May I know the proton decay mode predicted by Theoretical Physics?

These are the decay mode I've found:

1: $p^+\rightarrow e^++\pi^0$

2: $p^+\rightarrow \mu^++\pi^0$

  • 3
    $\begingroup$ Theoretical physics, a.k.a the standard model, predicts that the proton is stable. $\endgroup$
    – Thomas
    Jun 2, 2016 at 20:13

2 Answers 2


Possible decay channels could be \begin{eqnarray} p & \rightarrow & e^{+} + \eta \\ p & \rightarrow & \mu^{+} + K^{0} \\ p & \rightarrow & \bar{\nu_{e}} + \pi^{+} \\ \end{eqnarray} There could be many more. Thing we should remember is none of these processes ever observed. Proton decay is one of the prediction of grand unified theories. Where quarks are leptons placed in a same multiplet like [16] in $SO(10)$ or [5] in $SU(5)$. There are gauge bosons, which carries both $SU(2)_{L}$ weak isospin and $SU(3)_{C}$ color charges. Which can transform quarks into leptons consequently can trigger the proton decay. Mass of these gauge bosons in $SU(5)$ GUT is around $10^{15}GeV$ (remember the Planck energy $10^{19}GeV$). Till date no signature of these gauge bosons observed. Besides proton is highly stable, it has life time longer than the age of the universe! That is why GUT model like $SU(5), SO(10)$ has been ruled out by experiment. Nevertheless their supersymmetric extensions are still in the market, crying to be tested in the lab.


None of them are predicted by theoretical physics(standard model), however it is a major component of beyond the standard model physics. This is used to explain why there is any matter in the universe and why antimatter did not annihilate all the matter. It goes along the lines that proton decay happened once to the antiprotons and that this might happen to the regular protons.

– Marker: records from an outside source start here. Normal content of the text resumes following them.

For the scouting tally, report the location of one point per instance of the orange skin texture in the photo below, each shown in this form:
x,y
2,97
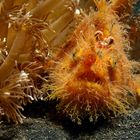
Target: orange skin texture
x,y
92,76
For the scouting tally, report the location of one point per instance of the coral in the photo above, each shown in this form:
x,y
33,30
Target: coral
x,y
92,75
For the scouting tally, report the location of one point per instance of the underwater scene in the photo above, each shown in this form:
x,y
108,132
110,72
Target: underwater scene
x,y
69,69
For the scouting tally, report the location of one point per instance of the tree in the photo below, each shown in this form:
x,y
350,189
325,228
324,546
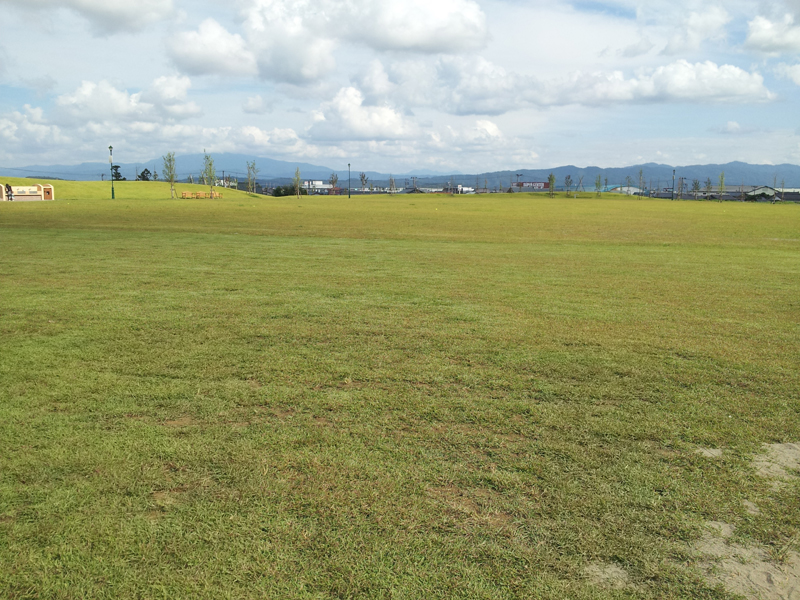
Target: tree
x,y
168,172
695,187
296,182
252,173
209,174
288,190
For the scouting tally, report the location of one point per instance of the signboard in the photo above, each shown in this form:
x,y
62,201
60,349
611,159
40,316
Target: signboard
x,y
25,191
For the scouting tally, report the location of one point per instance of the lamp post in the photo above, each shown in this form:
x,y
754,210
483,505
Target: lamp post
x,y
673,184
111,162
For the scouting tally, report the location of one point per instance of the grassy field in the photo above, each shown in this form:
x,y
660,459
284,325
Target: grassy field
x,y
408,397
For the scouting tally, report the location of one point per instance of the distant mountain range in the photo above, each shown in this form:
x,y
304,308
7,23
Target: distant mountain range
x,y
277,171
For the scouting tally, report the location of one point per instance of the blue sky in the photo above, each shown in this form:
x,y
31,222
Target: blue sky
x,y
466,85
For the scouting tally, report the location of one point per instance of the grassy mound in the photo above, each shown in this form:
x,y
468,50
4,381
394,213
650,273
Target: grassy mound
x,y
411,397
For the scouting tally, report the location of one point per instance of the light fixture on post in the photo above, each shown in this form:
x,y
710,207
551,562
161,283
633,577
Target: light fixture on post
x,y
111,162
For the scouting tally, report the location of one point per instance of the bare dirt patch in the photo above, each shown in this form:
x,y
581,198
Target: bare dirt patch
x,y
709,452
747,571
779,462
608,576
181,422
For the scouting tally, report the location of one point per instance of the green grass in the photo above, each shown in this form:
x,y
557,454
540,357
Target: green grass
x,y
408,397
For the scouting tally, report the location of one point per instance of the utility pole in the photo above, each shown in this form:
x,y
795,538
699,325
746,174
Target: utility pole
x,y
111,162
673,184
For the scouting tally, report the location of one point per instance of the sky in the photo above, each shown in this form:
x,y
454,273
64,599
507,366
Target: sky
x,y
443,85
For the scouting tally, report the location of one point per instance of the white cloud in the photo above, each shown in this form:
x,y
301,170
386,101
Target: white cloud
x,y
104,15
680,81
28,127
212,50
697,28
93,103
419,25
791,72
462,87
255,105
347,117
293,41
773,36
638,49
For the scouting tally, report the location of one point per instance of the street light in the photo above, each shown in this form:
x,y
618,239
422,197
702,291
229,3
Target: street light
x,y
111,162
673,184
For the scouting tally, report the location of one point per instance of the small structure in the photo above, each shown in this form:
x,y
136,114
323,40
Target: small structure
x,y
29,193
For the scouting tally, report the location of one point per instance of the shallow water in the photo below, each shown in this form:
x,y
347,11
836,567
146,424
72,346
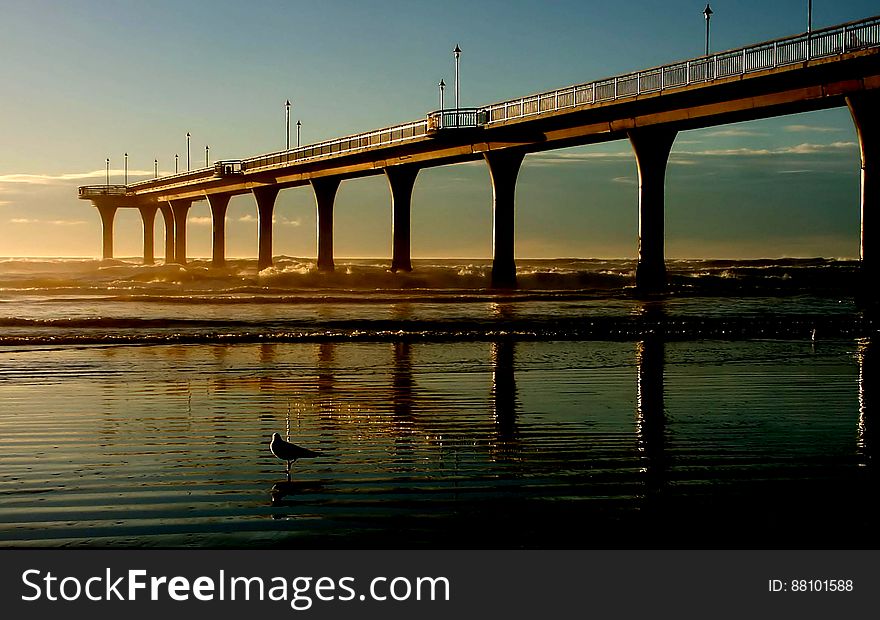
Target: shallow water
x,y
506,444
446,417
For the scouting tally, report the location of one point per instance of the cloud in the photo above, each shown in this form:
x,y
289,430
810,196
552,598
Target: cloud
x,y
551,159
810,129
734,133
23,220
51,179
798,149
275,220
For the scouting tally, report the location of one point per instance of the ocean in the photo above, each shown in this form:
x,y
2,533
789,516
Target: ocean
x,y
137,403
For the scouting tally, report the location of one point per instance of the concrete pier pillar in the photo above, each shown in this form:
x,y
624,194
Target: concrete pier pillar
x,y
651,146
325,194
148,215
218,204
168,218
864,107
401,180
265,197
108,214
180,209
503,170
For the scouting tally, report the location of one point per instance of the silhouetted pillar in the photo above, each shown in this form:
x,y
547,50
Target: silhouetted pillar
x,y
401,180
503,169
218,204
325,194
864,109
652,146
650,410
148,215
168,217
108,214
265,197
180,209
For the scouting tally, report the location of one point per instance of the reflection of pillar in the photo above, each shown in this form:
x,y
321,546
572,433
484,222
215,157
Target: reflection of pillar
x,y
504,390
107,214
148,215
218,204
869,396
652,147
325,194
326,354
401,180
650,412
268,351
180,209
402,381
503,170
168,218
265,197
863,108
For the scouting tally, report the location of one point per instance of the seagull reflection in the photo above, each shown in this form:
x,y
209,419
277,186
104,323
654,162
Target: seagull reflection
x,y
288,488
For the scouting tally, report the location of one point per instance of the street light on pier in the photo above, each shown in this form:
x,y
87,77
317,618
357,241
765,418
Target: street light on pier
x,y
287,117
810,17
457,53
708,13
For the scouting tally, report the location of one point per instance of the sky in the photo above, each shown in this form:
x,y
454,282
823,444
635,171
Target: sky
x,y
87,80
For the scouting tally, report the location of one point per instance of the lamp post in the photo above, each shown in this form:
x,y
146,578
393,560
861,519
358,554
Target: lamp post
x,y
287,115
809,16
708,13
457,53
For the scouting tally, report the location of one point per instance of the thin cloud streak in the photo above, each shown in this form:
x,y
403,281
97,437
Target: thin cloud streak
x,y
810,129
24,220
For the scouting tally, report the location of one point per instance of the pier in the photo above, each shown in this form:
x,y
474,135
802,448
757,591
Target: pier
x,y
833,67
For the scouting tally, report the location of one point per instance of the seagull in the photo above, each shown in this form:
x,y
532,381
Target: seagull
x,y
289,452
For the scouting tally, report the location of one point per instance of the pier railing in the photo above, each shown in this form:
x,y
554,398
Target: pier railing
x,y
824,43
761,57
456,118
88,191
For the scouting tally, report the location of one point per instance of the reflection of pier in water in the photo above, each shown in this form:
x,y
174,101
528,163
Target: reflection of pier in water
x,y
868,397
345,391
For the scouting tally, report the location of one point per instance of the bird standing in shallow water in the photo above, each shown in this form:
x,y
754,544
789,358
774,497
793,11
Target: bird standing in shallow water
x,y
289,452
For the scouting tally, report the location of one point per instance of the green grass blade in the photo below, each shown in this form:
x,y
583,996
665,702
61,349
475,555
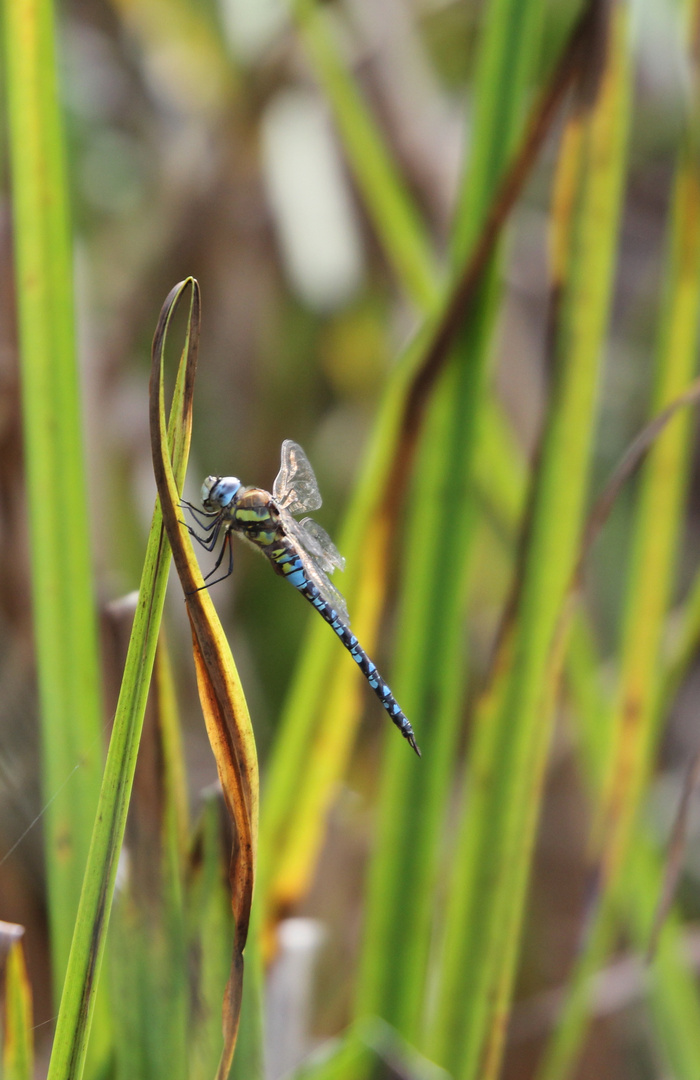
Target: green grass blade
x,y
148,960
402,232
493,859
63,599
75,1015
430,678
635,720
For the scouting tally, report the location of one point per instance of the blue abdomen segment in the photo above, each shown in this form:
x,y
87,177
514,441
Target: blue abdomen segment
x,y
290,566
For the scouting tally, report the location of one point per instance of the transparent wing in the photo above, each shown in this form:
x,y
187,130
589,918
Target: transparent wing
x,y
320,544
312,566
295,487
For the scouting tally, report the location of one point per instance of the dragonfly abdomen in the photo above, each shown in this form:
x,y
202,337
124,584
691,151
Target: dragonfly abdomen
x,y
290,566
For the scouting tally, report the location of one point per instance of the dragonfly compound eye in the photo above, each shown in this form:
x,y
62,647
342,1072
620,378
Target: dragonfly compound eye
x,y
219,490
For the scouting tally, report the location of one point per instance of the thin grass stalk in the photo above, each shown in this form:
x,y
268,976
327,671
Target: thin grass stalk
x,y
77,1002
16,1027
401,229
374,510
63,602
635,720
430,648
486,904
672,991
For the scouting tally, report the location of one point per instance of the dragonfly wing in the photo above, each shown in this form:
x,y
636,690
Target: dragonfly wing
x,y
312,566
320,544
295,487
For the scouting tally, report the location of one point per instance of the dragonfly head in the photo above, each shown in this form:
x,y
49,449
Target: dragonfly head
x,y
219,491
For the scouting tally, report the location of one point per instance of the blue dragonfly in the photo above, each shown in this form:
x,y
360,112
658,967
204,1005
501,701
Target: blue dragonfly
x,y
300,551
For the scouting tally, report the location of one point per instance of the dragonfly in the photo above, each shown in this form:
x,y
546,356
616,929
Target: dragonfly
x,y
300,551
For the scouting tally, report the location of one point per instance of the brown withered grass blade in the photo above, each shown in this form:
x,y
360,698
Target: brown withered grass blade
x,y
226,714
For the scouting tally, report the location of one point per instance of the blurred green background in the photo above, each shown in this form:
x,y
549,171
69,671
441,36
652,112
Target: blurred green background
x,y
325,171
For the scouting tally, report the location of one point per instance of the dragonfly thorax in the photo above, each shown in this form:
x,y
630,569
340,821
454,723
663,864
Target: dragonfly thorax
x,y
218,493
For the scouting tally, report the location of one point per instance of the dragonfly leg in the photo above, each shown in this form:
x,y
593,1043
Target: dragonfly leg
x,y
197,512
209,543
227,543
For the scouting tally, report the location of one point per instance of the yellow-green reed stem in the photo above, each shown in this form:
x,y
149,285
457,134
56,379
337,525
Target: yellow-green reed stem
x,y
635,718
16,1047
442,518
500,813
63,603
77,1002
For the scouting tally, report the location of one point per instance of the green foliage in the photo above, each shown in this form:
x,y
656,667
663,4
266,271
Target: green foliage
x,y
426,872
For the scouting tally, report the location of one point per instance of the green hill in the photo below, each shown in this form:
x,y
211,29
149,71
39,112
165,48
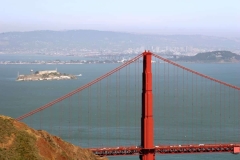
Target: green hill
x,y
19,142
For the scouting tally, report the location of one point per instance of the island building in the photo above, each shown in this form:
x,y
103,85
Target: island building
x,y
47,72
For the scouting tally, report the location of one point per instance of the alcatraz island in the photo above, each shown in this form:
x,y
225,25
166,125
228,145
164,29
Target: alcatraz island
x,y
45,75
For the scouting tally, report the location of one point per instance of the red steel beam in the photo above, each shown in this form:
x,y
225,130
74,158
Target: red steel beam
x,y
166,149
147,110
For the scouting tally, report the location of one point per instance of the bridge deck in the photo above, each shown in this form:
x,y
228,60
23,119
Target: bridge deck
x,y
166,149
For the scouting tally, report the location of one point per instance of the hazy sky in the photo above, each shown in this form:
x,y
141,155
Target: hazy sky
x,y
208,17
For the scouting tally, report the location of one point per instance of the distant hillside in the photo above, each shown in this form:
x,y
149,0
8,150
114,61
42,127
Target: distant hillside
x,y
73,41
18,141
215,56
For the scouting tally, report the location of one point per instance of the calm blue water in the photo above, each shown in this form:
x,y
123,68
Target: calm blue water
x,y
17,98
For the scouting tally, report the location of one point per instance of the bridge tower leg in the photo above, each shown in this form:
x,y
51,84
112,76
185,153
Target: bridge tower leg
x,y
147,110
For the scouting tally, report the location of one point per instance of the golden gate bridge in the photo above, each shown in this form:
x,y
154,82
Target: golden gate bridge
x,y
149,105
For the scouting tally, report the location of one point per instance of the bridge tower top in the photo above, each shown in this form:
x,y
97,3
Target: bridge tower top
x,y
147,110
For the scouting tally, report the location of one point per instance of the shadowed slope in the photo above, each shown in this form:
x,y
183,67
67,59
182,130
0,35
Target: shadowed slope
x,y
18,141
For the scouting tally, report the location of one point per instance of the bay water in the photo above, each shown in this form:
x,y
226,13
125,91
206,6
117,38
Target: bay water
x,y
18,98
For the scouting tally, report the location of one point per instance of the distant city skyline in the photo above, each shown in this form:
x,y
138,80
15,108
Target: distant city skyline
x,y
214,17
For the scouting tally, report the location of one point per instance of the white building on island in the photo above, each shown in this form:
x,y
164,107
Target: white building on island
x,y
47,71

Of course the reaction is going to be opposite to regular proton decay because of charge but it is going to be similar. It proves that antiprotons are more unstable than protons. However if this was the case even if protons did not decay, any antiprotons would have decayed in the LHC.(probably long before the annihilation with regular old protons.)

There are a lot of correct ways in which protons could decay. Though there is a really popular one. This is where the two up quarks in the proton fuse to give us a boson called the X boson which decays into the anti-down quark and a positron. The positron is ejected and the antidown quark and the down quark that remained merge to create the pion. So the end products are one pion, and a positron. The pion decays into photons after a certain period of time.

Of course all of this is beyond the standard model physics and there is no proof of these things as far as experiments(maybe even as far as theories) are concerned.